By Zoë Rom
At a bar the other day, a friend introduced me as their "bad-ass runner friend".
"She runs marathons in the mountains!"
This caught me off guard. I've never thought of myself as particularly brave. Sure, consistently logging double-digit miles in the mountains sounds pretty badass, but that's not why I like it, nor is it who I am.
I live for the long runs and the hard runs because they push me to reveal some kernel of who I really am. While there's certainly an element of bravery and badassery, I run past the point of bravery - straight on to vulnerability.
Vulnerability in running is complete honesty and openness with yourself and the mountains. It means running straight uphill until you can't breathe. It's not pretty. It doesn't feel good.
There's a misperception out there that trail running requires some innate badassery or bravery that only a small and crazy subset of people possess. I'm here to tell you that this is not true.
I'm scared, all the damn time. What if I'm too slow? What if I get lost? What if I can't make it to the top? What if I do get to the top, and then get struck by lightning? What if I twist my ankle and plummet off a cliff to become mince meat for vultures, leaving only my GPS watch behind as evidence of my existence?
What if, I'm just not good enough?
Some of these fears are silly, I know. But some of them are very, very real. We, as runners (and humans), all struggle with fear. One challenge is just admitting it. Accepting that I'm scared as hell, but I'm going to do something about it. My way of fighting it is challenging it to a race up and over the mountain.
Instagram photos and Strava files fail to reveal the reality of what goes on up there as I duke it out on the trail. More often than not, I'm a sweaty, gasping, insecure mess. It's not cute - and you won't see it on anyone's social media feed, but it's me. Vulnerable, alone, and a little bit afraid. It is both terrifying and exhilarating to feel so small, so vulnerable and exposed on the trail. When it's just me, heaving myself up and over the mountain, I feel anything but badass.

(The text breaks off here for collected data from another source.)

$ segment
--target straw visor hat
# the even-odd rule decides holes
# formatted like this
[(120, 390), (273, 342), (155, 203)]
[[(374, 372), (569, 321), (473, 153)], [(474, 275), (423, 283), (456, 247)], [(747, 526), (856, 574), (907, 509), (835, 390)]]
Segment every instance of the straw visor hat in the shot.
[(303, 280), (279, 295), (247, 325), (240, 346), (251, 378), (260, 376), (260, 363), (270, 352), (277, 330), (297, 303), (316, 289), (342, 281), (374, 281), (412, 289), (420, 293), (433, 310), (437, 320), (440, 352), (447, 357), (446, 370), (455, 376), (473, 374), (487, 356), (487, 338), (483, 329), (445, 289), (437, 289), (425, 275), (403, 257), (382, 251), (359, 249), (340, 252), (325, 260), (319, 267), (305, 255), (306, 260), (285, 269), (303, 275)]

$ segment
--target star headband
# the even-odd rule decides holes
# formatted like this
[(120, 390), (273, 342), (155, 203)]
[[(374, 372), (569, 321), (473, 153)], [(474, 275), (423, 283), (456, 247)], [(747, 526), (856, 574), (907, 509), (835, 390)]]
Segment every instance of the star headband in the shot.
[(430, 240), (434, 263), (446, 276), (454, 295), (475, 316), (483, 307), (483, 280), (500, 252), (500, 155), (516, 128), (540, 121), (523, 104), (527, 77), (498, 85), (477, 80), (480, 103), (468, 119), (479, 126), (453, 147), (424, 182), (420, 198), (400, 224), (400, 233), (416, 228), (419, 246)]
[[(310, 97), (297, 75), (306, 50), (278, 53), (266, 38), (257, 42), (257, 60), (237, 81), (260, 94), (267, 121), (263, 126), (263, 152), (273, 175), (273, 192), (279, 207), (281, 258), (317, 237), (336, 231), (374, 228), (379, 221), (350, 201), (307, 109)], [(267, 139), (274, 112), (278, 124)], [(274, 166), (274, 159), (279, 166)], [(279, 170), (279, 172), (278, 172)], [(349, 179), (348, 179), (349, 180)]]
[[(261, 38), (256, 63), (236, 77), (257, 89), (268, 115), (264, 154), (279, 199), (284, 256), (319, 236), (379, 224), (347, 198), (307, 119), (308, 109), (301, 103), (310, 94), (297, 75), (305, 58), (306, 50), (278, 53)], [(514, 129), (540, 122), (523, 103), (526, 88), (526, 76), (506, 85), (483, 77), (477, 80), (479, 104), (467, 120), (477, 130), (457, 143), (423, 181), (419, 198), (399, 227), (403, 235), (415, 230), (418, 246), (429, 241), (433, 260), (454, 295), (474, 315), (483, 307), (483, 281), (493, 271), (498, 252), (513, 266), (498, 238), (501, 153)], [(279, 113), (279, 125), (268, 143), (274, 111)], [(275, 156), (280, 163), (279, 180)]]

I wish I could communicate this feeling when people ask me, "you did what this weekend?!?". I wish I could tell them how many alarms I have to set to force myself to get up and run, how I have to lay my shoes by my bed so that they're the first thing I see when I wake up. How many friends and running partners it takes to keep me accountable, motivated, and slightly less afraid.
I worry that people don't want to hear it. I worry that they just want their high five, and for me to agree, "yeah, that was badass!"
But I hope that there are people out there that feel the same way I do. Scared, but we're going to get up and do it anyway. We're going to find the deserted mountain trail, pull on our shoes, dig deep, and find out what we're really, truly capable of.
That's why I run marathons in the mountains. Not because I'm brave, but because I'm scared. And I want to do something about it.